Ce qui reste, le ressac numérique d’une poésie en partage
Fondée par Vincent Motard‑Avargues et aujourd’hui co‑éditée par Cécile A. Holdban et Sébastien de Cornuaud‑Marcheteau, la revue en ligne Ce qui reste s’est donné pour mission de « reprendre sa respiration avec l’inspiration des autres » : chaque semaine, un poète et un artiste visuel se répondent dans un cahier numérique publié en libre accès. Ce rythme court, allié à un parti‑pris de lenteur revendiqué dans l’éditorial récurrent « Ralentir », installe un tempo singulier au sein de la constellation des revues francophones.
Dès la page d’accueil, trois onglets suffisent — Librairie, À propos, Archives — auxquels s’ajoute un discret appel au don : la navigation dépouillée fait la part belle à la page pleine, où le texte se détache sur un fond monochrome accordé aux œuvres graphiques. Ici, pas de dispersion : la lecture à l’écran mime la page du livre, tandis qu’un simple clic conduit vers la version feuilletable sur Calaméo ou Issuu, voire vers une souscription papier chez l’éditeur ami, Écheveaux éditions.
Chaque numéro se présente comme un dossier monographique : une courte note éditoriale rappelle la raison d’être de la revue ; le bloc de poèmes alterne avec une galerie d’images ; une mention « Pour souscrire au livre papier » prolonge l’expérience hors‑ligne ; les mentions légales (ISSN 2497‑2363) ferment la marche.
La rubrique Archives regroupe à ce jour près de 400 dossiers classés par auteur, consultables directement ou via Calaméo. La Librairie propose les tirages papier les plus demandés — signe qu’un lectorat fidèle accompagne la revue du pixel au papier.
Le dernier numéro, de février 2025, offre une thématique déjà éminemment poétique, La Mer entre les Terres. Il réunit la poète anglo‑israélienne Jennie Feldman (extraits de No Cherry Time, Arc Publications, 2022) traduite par Gilles Ortlieb, et les peintures atmosphériques du photographe‑peintre Jacques Bibonne. Entre l’anglais et le français circule une mémoire de la Méditerranée : ports, plages, stations ferroviaires deviennent autant de seuils où « la déferlante » menace mais n’engloutit jamais. Le cahier (26 pages) ménage de larges respirations visuelles ; une typographie à chasse élargie épouse les aplats minéraux des toiles, tandis qu’une palette de gris bleutés évoque l’écume. La notice finale annonce une version imprimée, confirmant la stratégie de la revue : tester le poème en ligne avant de le confier au papier.
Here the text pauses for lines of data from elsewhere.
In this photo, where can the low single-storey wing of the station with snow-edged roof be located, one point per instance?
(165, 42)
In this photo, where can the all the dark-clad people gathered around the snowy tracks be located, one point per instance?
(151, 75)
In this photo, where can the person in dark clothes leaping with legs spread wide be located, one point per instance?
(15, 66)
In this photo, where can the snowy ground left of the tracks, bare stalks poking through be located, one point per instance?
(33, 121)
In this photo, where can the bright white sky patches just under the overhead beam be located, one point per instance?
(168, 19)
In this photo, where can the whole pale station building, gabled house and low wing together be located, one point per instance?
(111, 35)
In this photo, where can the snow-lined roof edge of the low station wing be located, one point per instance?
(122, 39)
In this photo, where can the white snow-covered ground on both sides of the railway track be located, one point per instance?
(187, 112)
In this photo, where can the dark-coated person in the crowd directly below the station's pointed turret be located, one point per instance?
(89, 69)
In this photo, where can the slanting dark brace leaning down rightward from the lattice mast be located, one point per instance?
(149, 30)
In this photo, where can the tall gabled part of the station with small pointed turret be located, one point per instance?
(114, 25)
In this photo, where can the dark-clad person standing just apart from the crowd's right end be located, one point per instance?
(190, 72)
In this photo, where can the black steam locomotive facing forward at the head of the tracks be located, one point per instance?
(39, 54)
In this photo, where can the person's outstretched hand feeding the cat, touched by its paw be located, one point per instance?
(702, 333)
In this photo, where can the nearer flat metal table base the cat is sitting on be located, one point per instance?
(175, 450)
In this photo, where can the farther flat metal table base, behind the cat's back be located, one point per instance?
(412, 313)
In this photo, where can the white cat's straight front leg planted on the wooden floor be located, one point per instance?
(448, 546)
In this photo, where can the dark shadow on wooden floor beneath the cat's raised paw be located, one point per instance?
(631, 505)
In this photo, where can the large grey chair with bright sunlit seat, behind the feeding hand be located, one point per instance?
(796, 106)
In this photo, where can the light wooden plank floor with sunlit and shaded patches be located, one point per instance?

À l’heure où la profusion numérique menace la lisibilité, Ce qui reste choisit le ralentissement et le cadre serré : un poète, un artiste, un cahier. Rien de plus — et c’est assez pour que le lecteur avance sans bruit « vers ce qui restera lorsque toutes les revues se seront tues ». Une promesse de durée inscrite dès le titre ; une esthétique de la parcimonie qui fait mouche ; un modèle hybride (web + papier) qui pourrait bien tracer un sillon durable dans le paysage mouvant des revues de poésie contemporaines.